Welcome to this edition of e-JIST – the first and only edition for 2007. We have an excellent selection of papers for you to examine, covering a range of topics and issues which I know you will find useful. Thank you to all the contributing authors for their submissions.
The reduction of e-JIST's frequency to one issue this year occurs at a time when its prospects for resurgence have been seriously weakened by recently emerging forces affecting scholarly journals. We may expect a growing trend towards consolidation into a smaller number of larger sized journals, driven by new concerns about the ranking of journals for research quality assessment purposes, apparent declines in the amount of academic staff time available for honorary work upon journals, and an increasing concentration of journal publishing "power" in the hands of a small number of large multinational publishers.
Documentation about the ranking of journals ("Research Outlets" in the RQF 'newspeak')  has been provided by the Department of Education, Science and Technology's website for the Research Quality Framework . For editors and publishers, the implications of ranking are illustrated starkly by the findings from the Education journal banding study, conducted by the Centre for the Study of Research Training and Impact (SORTI), University of Newcastle, Australia . The SORTI survey's "EScore" ranking places e-JIST at 9th in a group of 15 journals in 'Area 20', 'Pedagogy & Curriculum/Theory & Practice'. If placed in a more appropriate area, 'Area 11', 'Educational Technology/ Computing/ ICT', then e-JIST would be ranked 28th in a group of 58 journals. Although it remains to be seen how well the SORTI rankings will correlate with the RQF processes, it's clear that e-JIST will be in a difficult position, as authors strive increasingly to have their work published only in a 'top tier'  journal. As to the possibilities for transitioning into a strong growth phase, the problem faced by e-JIST, in common with very many other activities that are competing for the academic's time, is that the available time seems to be decreasing rather than increasing. These days academia is 'time stressed' and it is becoming harder to find honorary workers for a journal. This factor, 'lack of time' is one of the reasons for the large scale transfer of journal operations from professional and learned societies to multinational publishers such as Taylor & Francis, Elsevier, Blackwell and SAGE during the last 10 to 15 years, that has contributed towards their dominance of the journal market.

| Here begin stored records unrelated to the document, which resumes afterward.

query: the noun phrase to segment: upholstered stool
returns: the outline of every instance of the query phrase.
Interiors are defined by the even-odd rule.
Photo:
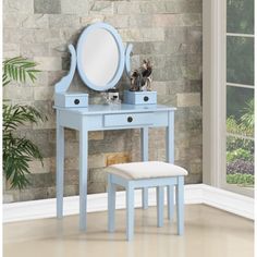
[[[168,217],[173,213],[173,186],[176,186],[178,234],[184,231],[184,176],[187,171],[162,161],[131,162],[110,166],[108,170],[108,230],[114,231],[115,186],[126,189],[126,238],[134,234],[134,189],[157,187],[157,222],[163,225],[164,186],[168,186]]]

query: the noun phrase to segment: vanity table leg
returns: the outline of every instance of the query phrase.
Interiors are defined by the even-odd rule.
[[[167,152],[167,162],[174,163],[174,112],[169,111],[169,124],[166,132],[166,152]],[[167,199],[168,199],[168,218],[172,220],[174,212],[174,186],[169,185],[167,188]]]
[[[142,160],[148,161],[148,127],[140,128],[140,146],[142,146]],[[143,209],[148,208],[148,188],[144,187],[142,189],[142,205]]]
[[[170,163],[174,163],[174,111],[169,111],[169,124],[166,131],[166,159]]]
[[[88,155],[88,132],[82,125],[79,132],[79,229],[86,230],[87,212],[87,155]]]
[[[57,217],[63,217],[64,178],[64,127],[59,124],[57,113]]]

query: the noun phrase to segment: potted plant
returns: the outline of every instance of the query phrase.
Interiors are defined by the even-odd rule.
[[[8,59],[2,63],[2,85],[8,86],[11,82],[26,83],[27,79],[34,83],[38,72],[33,61],[22,57]],[[42,164],[42,156],[38,146],[26,137],[19,136],[16,132],[20,125],[27,122],[35,124],[47,118],[33,106],[12,105],[7,99],[3,100],[2,117],[3,174],[11,188],[22,189],[29,184],[29,162],[38,159]]]

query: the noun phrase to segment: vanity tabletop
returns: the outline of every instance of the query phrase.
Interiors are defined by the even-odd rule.
[[[150,111],[174,111],[175,107],[167,107],[161,105],[88,105],[87,108],[61,108],[53,106],[54,109],[68,112],[75,112],[79,114],[108,114],[108,113],[135,113],[135,112],[150,112]]]

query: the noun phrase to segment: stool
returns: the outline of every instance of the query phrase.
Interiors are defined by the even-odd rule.
[[[176,187],[178,234],[184,232],[184,176],[187,171],[162,161],[131,162],[110,166],[108,170],[108,230],[114,232],[115,186],[126,189],[126,238],[134,234],[134,189],[157,187],[157,223],[163,225],[164,186],[168,186],[168,217],[173,213],[173,186]]]

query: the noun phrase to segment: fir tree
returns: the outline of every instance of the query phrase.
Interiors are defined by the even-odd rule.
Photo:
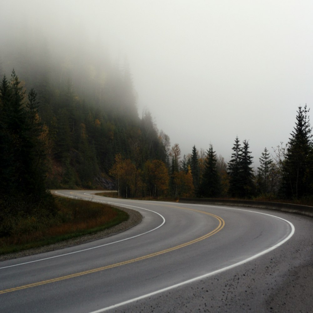
[[[233,152],[228,167],[229,178],[228,192],[231,197],[238,198],[241,196],[243,186],[240,175],[241,148],[238,136],[236,137],[232,150]]]
[[[196,149],[196,146],[195,146],[192,147],[192,151],[190,160],[190,168],[191,169],[191,174],[192,175],[192,182],[194,188],[195,192],[197,194],[199,189],[200,173],[198,153]]]
[[[266,147],[259,160],[260,167],[258,168],[259,183],[262,193],[266,195],[269,192],[269,177],[273,163],[273,160],[270,158],[269,153]]]
[[[199,191],[201,196],[207,198],[218,197],[220,193],[220,177],[217,172],[217,160],[213,146],[210,145],[207,151],[204,163],[204,172],[202,177]]]
[[[240,158],[240,177],[242,184],[242,189],[241,191],[241,197],[249,198],[254,193],[253,169],[251,167],[253,156],[249,151],[249,143],[244,140],[243,142]]]
[[[306,105],[299,107],[294,130],[290,134],[283,165],[285,197],[296,199],[312,194],[312,128]]]

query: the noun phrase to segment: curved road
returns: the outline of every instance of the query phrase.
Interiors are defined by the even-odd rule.
[[[311,311],[309,218],[57,192],[144,218],[110,237],[0,263],[1,312]]]

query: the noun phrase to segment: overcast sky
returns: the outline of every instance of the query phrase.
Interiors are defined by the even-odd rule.
[[[127,57],[140,116],[147,108],[183,155],[212,144],[228,161],[238,135],[258,162],[265,147],[272,153],[288,141],[298,107],[313,104],[311,1],[16,0],[1,7],[0,31],[22,16],[51,36],[86,32],[113,59]]]

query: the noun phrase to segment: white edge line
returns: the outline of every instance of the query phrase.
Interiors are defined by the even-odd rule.
[[[197,280],[199,280],[201,279],[203,279],[204,278],[206,278],[210,276],[212,276],[213,275],[216,275],[217,274],[222,273],[223,272],[224,272],[228,269],[231,269],[233,268],[234,267],[235,267],[236,266],[238,266],[239,265],[241,265],[243,264],[244,264],[245,263],[247,263],[247,262],[249,262],[250,261],[252,261],[254,259],[256,259],[257,258],[258,258],[259,257],[263,255],[263,254],[265,254],[268,252],[269,252],[270,251],[271,251],[272,250],[273,250],[274,249],[275,249],[278,247],[279,247],[280,246],[283,244],[287,240],[290,239],[290,238],[292,237],[294,234],[295,233],[295,227],[294,226],[292,223],[289,222],[289,221],[287,221],[286,219],[282,218],[281,218],[279,217],[278,216],[276,216],[275,215],[271,215],[270,214],[267,214],[266,213],[262,213],[260,212],[256,212],[254,211],[244,210],[242,209],[238,209],[233,208],[228,208],[226,207],[218,207],[222,208],[223,208],[237,210],[240,211],[248,211],[249,212],[251,212],[253,213],[258,213],[259,214],[263,214],[264,215],[268,215],[269,216],[276,218],[279,218],[280,219],[282,220],[283,221],[284,221],[285,222],[286,222],[288,223],[291,228],[291,231],[288,236],[285,238],[285,239],[283,239],[281,241],[278,243],[272,246],[270,248],[266,249],[264,251],[262,251],[260,252],[259,252],[259,253],[257,253],[256,254],[255,254],[254,255],[253,255],[252,256],[250,257],[247,259],[243,260],[242,261],[237,262],[237,263],[235,263],[233,264],[232,264],[231,265],[229,265],[228,266],[226,266],[225,267],[223,267],[221,269],[217,269],[216,270],[213,271],[213,272],[211,272],[210,273],[207,273],[206,274],[204,274],[204,275],[201,275],[201,276],[198,276],[193,278],[192,278],[191,279],[189,279],[188,280],[185,280],[184,281],[182,282],[181,283],[175,284],[175,285],[172,285],[172,286],[170,286],[168,287],[166,287],[165,288],[163,288],[162,289],[160,289],[159,290],[157,290],[156,291],[153,291],[152,292],[151,292],[150,293],[147,294],[146,295],[143,295],[140,296],[139,297],[137,297],[136,298],[135,298],[133,299],[131,299],[130,300],[127,300],[127,301],[124,301],[123,302],[121,302],[119,303],[117,303],[116,304],[113,305],[111,305],[110,306],[108,306],[106,308],[101,309],[100,310],[97,310],[96,311],[93,311],[92,312],[89,312],[89,313],[101,313],[101,312],[105,312],[106,311],[108,311],[110,310],[115,309],[120,306],[121,306],[122,305],[125,305],[126,304],[129,304],[130,303],[135,302],[135,301],[138,301],[138,300],[142,300],[143,299],[148,298],[149,297],[155,295],[157,295],[162,292],[164,292],[165,291],[168,291],[169,290],[171,290],[175,288],[177,288],[178,287],[180,287],[182,286],[183,285],[187,285],[187,284],[196,281]]]
[[[67,197],[68,198],[74,198],[74,197],[72,196],[67,196],[66,195],[65,195],[65,196]],[[94,201],[94,202],[95,202],[96,201]],[[101,201],[99,201],[98,202],[101,203]],[[58,255],[55,255],[54,256],[49,257],[49,258],[45,258],[44,259],[39,259],[38,260],[34,260],[33,261],[30,261],[28,262],[24,262],[23,263],[19,263],[17,264],[14,264],[14,265],[9,265],[7,266],[4,266],[3,267],[0,267],[0,269],[7,269],[9,267],[13,267],[14,266],[18,266],[20,265],[24,265],[25,264],[28,264],[30,263],[34,263],[35,262],[39,262],[40,261],[44,261],[45,260],[49,260],[52,259],[54,259],[55,258],[59,258],[61,256],[64,256],[65,255],[69,255],[69,254],[74,254],[74,253],[78,253],[79,252],[83,252],[84,251],[87,251],[88,250],[91,250],[93,249],[96,249],[98,248],[101,248],[102,247],[104,247],[105,246],[108,246],[110,244],[116,244],[118,242],[121,242],[122,241],[124,241],[126,240],[128,240],[129,239],[132,239],[133,238],[136,238],[136,237],[139,237],[139,236],[142,236],[143,235],[145,235],[146,234],[148,233],[150,233],[151,232],[153,231],[154,230],[155,230],[157,229],[158,228],[159,228],[160,227],[163,226],[164,225],[165,223],[165,219],[164,218],[164,217],[162,215],[159,213],[158,213],[157,212],[155,212],[154,211],[152,211],[151,210],[148,210],[148,209],[145,209],[143,208],[140,208],[139,207],[135,207],[133,205],[129,205],[128,204],[125,204],[124,203],[123,204],[121,204],[121,203],[113,203],[111,202],[103,202],[103,203],[107,204],[114,204],[116,205],[117,206],[120,206],[123,207],[124,206],[124,207],[126,206],[127,207],[130,207],[131,208],[134,208],[137,209],[141,209],[142,210],[145,210],[146,211],[149,211],[150,212],[152,212],[153,213],[155,213],[156,214],[157,214],[158,215],[160,215],[161,217],[161,218],[163,220],[163,222],[162,223],[158,226],[156,227],[155,228],[154,228],[153,229],[151,229],[150,230],[148,230],[148,231],[146,232],[145,233],[142,233],[139,234],[139,235],[136,235],[136,236],[133,236],[132,237],[129,237],[128,238],[125,238],[124,239],[122,239],[121,240],[117,240],[117,241],[114,241],[113,242],[109,243],[108,244],[101,244],[100,246],[97,246],[96,247],[93,247],[90,248],[88,248],[87,249],[84,249],[81,250],[78,250],[77,251],[74,251],[72,252],[69,252],[68,253],[64,253],[64,254],[59,254]]]

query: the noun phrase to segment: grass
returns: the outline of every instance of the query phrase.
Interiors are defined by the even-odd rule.
[[[0,238],[0,254],[37,248],[103,230],[127,220],[128,215],[109,206],[56,197],[57,213],[17,218],[14,231]]]

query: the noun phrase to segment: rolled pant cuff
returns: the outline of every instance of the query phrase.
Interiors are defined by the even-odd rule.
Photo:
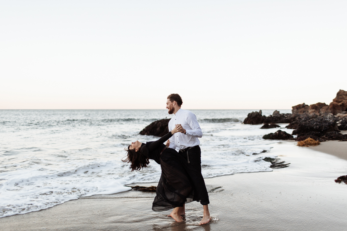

In these circumstances, the trend towards a smaller number of larger journals is likely to accelerate rather than ameliorate. What then is the best direction for e-JIST, with its record of eleven years of publishing work? Considering the interests of the authors of e-JIST articles, and a desire to contribute in a modest way to Australasian based journal publishing, we have decided to respond positively to a merger proposal from the Australasian Journal of Educational Technology .
Placing a high priority on the interests of the authors of e-JIST articles, we appreciate that they would prefer to have their work positioned within an actively growing body of similar articles, in contrast to remaining on a completely static website. We want to avoid the perception that if a journal ceases publication, then the work contributed by its authors, and by its editors and publisher, also "dies". A second important aspect about the proposed merger is that e-JIST can make a very modest contribution towards developing the strongest possible Australian based, open access journal publishing effort in educational technology and related topics. An enlarged archive and wider "reach" for AJET will help develop its growth, search engine presence, abstracting journal presence, citation frequency, RQF presence, special issues scope, organisational relationships and related matters. With respect to practical aspects of the merger, we are still working on the details but we anticipate that the merger of IJET (International Journal of Educational Technology) with AJET in 2007  will be a good indicator for the style and process we will seek to achieve. We see that AJET's adoption of Internet delivery, dating back to October 1996, is very much in tune with one of the fundamental features behind e-JIST's establishment in October 1995: harnessing the new technologies to improve our contributions towards one of academia's most enduring activities, the publishing of scholarly journals.
I will, of course, keep you updated on how the merger process occurs over the coming months and invite you to consider AJET for your future submissions. Thank you to all those colleagues who have contributed to e-JIST over many years. You have left an important legacy to scholarship in this area. I wish you all well in your future endeavours.